Saint of the Day: St. Philemon and his companions

(Welcome to our Saint of the Day series! Each weekday, we present you with an excerpt from Fr. George Poulos' Orthodox Saints series, published by Holy Cross Orthodox Press.Today's saints, Philemon and his companions, comes from Volume 4 of the series.)

Saints Philemon, Apollonios and Arrianos

The names of Philemon, Apollonios, and Arrianos are as linked together in ecclesiastical history like those
of the three musketeers, immortalized in fiction by Alexander Dumas. These three saints, however, were not a threesome brought together for chivalrous service, but rather were drawn together in a chain of circumstances that defy imitation.

Arrianos was a pagan magistrate of Antinoe in Egypt and a favorite of Emperor Diocletian under whom Christians suffered persecution. After officiating at the games, Arrianos brought the athletes to his house for a celebration, a part of which was the ritual of bowing before the Roman gods. It so happened that all the athletes were Christians in secret, who accepted the invitation not knowing what the reaction would be to their refusal to observe the pagan rites.

The foremost athlete and leader of these men was a man named Apollonios, whose Christian resolve was no less than his physical prowess. In order to avoid the fate that usually befell one who defied paganism, he prevailed upon his closest friend, Philemon, to take his place should he be summoned to head the athletic delegation.
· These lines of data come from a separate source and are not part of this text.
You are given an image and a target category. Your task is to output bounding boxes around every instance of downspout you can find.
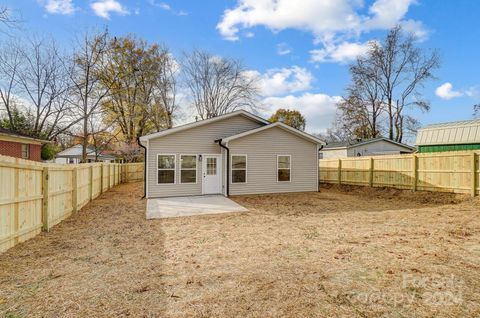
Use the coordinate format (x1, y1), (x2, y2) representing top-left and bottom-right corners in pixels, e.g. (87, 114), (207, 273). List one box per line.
(215, 138), (230, 197)
(137, 137), (147, 199)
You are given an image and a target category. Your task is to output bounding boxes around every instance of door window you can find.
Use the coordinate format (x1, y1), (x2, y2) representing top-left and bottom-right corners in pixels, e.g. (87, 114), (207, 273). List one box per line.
(207, 158), (217, 176)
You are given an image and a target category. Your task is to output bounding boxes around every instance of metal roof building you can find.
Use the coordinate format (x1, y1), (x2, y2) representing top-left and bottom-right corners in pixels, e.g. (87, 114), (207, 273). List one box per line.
(415, 119), (480, 152)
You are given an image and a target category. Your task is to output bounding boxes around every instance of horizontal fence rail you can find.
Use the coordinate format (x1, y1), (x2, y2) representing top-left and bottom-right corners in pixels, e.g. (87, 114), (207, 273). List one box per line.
(319, 151), (480, 196)
(0, 155), (143, 252)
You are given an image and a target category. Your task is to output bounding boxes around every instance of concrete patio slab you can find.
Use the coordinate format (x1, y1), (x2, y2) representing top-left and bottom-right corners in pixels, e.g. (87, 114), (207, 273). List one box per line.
(147, 195), (248, 219)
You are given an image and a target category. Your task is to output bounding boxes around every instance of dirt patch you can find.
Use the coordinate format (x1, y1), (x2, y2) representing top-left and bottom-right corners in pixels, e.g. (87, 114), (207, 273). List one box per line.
(320, 183), (470, 206)
(0, 184), (480, 317)
(0, 184), (166, 317)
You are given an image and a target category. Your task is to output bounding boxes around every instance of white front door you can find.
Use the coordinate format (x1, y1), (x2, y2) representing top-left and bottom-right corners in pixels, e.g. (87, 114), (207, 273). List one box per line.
(202, 155), (222, 194)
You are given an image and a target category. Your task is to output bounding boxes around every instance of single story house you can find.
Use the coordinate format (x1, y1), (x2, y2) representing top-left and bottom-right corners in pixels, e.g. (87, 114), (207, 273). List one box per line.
(319, 137), (416, 159)
(0, 128), (49, 161)
(415, 119), (480, 153)
(139, 110), (324, 198)
(55, 145), (116, 164)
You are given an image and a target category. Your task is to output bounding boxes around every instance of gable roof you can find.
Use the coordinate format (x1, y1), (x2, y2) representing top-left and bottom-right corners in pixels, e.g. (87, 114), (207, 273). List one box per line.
(415, 119), (480, 146)
(222, 122), (325, 145)
(323, 137), (416, 150)
(140, 109), (270, 141)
Philemon was not only an athlete but a court jester and singer as well, but he agreed to disguise himself, and if necessary give up his life for his friend. The others were content to go to the feast, believing that the magistrate certainly would not harm the best athletes to be found outside of Alexandria.
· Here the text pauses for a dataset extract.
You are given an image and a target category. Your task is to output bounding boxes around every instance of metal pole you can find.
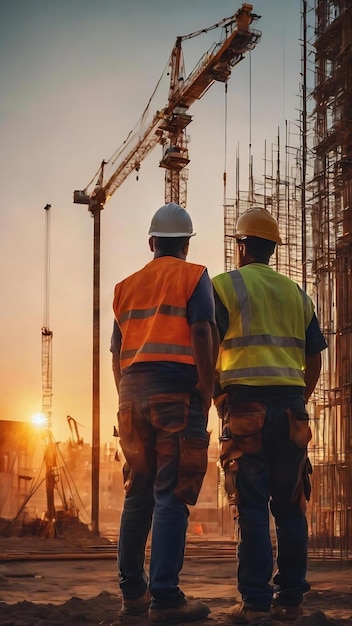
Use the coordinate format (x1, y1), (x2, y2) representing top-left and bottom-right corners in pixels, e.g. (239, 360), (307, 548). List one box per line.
(90, 204), (103, 535)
When the group had assembled, Philemon could not contain himself and, before anyone was called, he presented his bowed head to the magistrate and declared himself to be Apollonios, and openly avowed his faith in Jesus Christ. This so moved the rest of his friends that they all declared their faith in the Savior, which so unsettled Arrianos that he failed to recognize the man before him and sent out for Philemon. Even after Philemon had removed his hood to reveal his true identity, he still sent a courier for him.
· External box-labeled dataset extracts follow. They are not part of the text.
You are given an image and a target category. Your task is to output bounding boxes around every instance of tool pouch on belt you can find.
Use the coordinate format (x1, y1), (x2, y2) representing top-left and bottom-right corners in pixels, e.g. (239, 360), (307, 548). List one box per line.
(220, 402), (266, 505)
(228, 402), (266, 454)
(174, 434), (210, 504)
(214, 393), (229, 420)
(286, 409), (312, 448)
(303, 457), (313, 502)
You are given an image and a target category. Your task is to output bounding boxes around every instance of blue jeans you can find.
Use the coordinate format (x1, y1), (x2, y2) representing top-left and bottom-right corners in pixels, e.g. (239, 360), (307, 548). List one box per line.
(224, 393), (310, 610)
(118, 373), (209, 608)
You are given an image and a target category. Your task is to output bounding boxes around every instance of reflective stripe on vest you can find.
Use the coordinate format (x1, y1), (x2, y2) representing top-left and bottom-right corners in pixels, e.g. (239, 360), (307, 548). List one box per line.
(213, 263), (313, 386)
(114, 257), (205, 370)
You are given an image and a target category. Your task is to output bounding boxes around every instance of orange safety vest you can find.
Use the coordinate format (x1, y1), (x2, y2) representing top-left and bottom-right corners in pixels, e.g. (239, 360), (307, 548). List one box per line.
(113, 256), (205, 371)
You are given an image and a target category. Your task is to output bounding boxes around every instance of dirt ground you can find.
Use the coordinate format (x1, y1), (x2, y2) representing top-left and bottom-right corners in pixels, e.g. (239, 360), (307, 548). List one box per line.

However, Apollonios found the courage to go before the Roman ruler and ask that vengeance be visited on him alone, since he had insulted the King of Kings with his hesitation. Arrianos had different plans, however, and after ordering the remaining thirty-five to be taken to prison to await execution, he placed both Apollonios and Philemon against the wall to become special targets. He then called for the archers to loose their arrows, but only to inflict wounds, saving them for execution later. But when the arrows were released, they failed to find their mark. An errant arrow, however, struck Arrianos and blinded him.

When the Roman’s wounds were bound up, Philemon told the blinded man that he should take dirt from the graves of the executed men. After placing some dirt on his lids, his eyesight would be restored. This was greeted with derision from the soldiers, who thereupon killed Apollonios and Philemon. Shortly after they were given a Christian burial, a doubting Arrianos was led to the freshly-dug graves, and after scooping up earth to place on his lids, his eyesight was completely restored. This amazed the stricken magistrate; it made him a believer in Jesus Christ. He then ordered the release of the remaining athletes awaiting death.

In an about-face, Arrianos halted the persecution of Christians in his jurisdiction and governed with a benevolence that endeared him to a populace that had once hated him. But before long, pagan envy blurted out obscenities at the mere mention of the name of Arrianos, who ceased being a favorite of the emperor.

Stripped of his command and cast into prison, Arrianos was tortured before he was finally put to death. In a final ignominious gesture, his body was placed in a bag filled with sand and cast into the sea. Thereafter, the sack was seen carried on the back of a dolphin, from where it was retrieved by fishermen. He was brought ashore but his burial site remained a mystery. They are commemorated on the same day, December 14, as saints of the Church for all eternity.